Amid the frenetic activity surrounding him, Nathan noticed the station sign over the platform: AUSCHWITZ.
The Adlers were thrust into a ragged column. Up and down the platform, those who had already stood before their captors were being formed into longer, more orderly lines. One consisted of men; a second—smaller—of young women; the third and largest of the elderly, those in poor health…and children. Nathan’s earlier uneasiness now strangled him.
Bright lights from a nearby arbeitslager lit the road that many followed toward manned watchtowers and high fences strung with barbed wire. The Adlers were confronted by a tall, smiling officer in SS gray. All along he had seemed less cruel than the others. He studied the tall, athletic Nathan carefully, often nodding.
“Kraftig,” he said in approval. “Gut, gut.”
Hanna Adler stood stiffly as the officer faced her. Removing a glove, he touched her cheek. The hell of recent days could not diminish her comeliness. He was smiling when he lifted her long, tattered dress, but the smile faded when he saw her left leg, deformed from birth. He tapped the metal brace that had long encased it with his walking stick then turned away disgustedly.
Until then, Nathan had refused to believe that what was happening to others could happen to them. Ignoring the tiny Miriam, who clung to her mother’s dress, the officer motioned for two soldiers. One grabbed Hanna’s arm, hurting her, and dragged her toward the long column of those with no future.
“Mama!” Nathan cried. “No, don’t take her—!”
He had gone only a step when other soldiers grabbed him. At first struggling, he was quickly subdued by a blow from the handle of the officer’s stick on the side of the head. Buckling, he couldn’t focus on Mama or Miriam, now at the end of the column and under the cold eye of a scowling SS woman.
“Miriam!” Hanna screamed. “Nathan, please!”
The girl, torn loose, had fallen. “Mama! Mama!” she sobbed.
“Sei still, Judische hund!” the woman snapped.
Hanna Adler was pulled from the column and forced to her knees. With barbaric cruelty the woman drove a heavy boot into her stomach. Gasping, she doubled over.
Miriam began to crawl, then rose to her feet. Blinded by tears she staggered aimlessly, her arms held out. The soldiers were amused.

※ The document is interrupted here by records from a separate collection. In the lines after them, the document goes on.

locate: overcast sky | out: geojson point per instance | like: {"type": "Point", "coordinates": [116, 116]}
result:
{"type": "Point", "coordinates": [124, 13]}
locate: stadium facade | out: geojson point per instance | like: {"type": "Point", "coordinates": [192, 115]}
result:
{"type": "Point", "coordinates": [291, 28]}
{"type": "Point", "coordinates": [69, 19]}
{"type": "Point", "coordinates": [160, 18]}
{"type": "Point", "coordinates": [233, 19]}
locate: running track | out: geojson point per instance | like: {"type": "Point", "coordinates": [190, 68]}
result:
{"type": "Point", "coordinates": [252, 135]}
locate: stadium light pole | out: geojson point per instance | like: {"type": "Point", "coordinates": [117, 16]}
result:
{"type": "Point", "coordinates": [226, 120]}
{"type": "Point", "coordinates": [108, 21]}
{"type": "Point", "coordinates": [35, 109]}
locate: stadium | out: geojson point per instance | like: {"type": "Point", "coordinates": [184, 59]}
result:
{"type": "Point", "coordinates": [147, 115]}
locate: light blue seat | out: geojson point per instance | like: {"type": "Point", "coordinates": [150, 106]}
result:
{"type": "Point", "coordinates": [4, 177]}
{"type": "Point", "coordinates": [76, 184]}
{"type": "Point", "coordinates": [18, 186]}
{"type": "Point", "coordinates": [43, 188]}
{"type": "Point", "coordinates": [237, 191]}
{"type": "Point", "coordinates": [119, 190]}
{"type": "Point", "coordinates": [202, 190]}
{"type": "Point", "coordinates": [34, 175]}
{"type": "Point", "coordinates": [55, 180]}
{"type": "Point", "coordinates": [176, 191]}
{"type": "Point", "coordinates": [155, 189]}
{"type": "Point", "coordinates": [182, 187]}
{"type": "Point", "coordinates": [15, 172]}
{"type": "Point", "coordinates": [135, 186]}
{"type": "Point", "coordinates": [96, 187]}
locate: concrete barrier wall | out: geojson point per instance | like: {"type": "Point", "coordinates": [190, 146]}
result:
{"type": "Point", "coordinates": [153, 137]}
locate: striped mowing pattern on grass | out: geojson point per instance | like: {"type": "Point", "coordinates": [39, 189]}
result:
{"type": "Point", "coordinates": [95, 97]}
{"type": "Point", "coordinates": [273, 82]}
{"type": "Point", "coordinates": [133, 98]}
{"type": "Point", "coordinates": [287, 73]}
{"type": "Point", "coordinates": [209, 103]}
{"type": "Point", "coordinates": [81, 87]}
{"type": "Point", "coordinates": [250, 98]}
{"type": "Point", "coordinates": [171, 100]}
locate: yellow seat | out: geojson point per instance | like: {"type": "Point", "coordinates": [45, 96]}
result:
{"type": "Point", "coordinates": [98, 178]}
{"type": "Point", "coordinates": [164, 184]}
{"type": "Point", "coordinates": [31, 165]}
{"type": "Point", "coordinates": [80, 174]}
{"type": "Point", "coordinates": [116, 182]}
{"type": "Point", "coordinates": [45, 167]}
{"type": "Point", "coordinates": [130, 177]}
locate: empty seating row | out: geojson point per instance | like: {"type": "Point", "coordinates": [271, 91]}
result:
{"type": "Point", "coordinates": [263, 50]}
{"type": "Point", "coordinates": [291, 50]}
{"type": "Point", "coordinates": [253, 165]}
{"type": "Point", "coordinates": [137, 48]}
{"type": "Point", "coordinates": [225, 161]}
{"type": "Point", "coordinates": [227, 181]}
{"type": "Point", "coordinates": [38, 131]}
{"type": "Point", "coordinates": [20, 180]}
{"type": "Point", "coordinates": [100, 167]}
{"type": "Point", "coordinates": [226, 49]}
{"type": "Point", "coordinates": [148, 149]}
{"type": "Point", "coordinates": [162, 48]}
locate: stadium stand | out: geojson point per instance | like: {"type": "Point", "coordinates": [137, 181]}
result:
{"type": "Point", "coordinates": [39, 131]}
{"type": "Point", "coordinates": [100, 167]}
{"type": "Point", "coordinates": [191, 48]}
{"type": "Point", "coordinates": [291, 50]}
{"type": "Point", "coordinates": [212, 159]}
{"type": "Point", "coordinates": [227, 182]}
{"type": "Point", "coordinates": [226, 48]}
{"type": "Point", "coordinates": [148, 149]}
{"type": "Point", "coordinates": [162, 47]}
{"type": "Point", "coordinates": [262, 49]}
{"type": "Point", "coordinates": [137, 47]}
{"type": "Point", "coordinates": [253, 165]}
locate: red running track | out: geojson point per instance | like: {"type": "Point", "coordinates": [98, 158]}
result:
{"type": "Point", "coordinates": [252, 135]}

“Nathan?” the child cried. “Nathan!”
“Miriam?” Nathan could see her now; Mama, too. “In the name of God—!”
Snarling German shepherd dogs, straining against their leashes, had kept the prisoners moving. As Miriam wandered too near some of them, one creature pulled free. The handler made no attempt to retrieve the dog. Its weight crushed the child before its jaws found her throat. Blood spattered the gray dust as it shook the limp body like a rag doll.
More blows fell on Nathan. They would not think of destroying him; a sturdy prisoner was valuable in an arbeitslager. Unable to will away the darkness, he did not see as two others from their train, under stinging orders, lifted Mama and rejoined the column on its march to oblivion.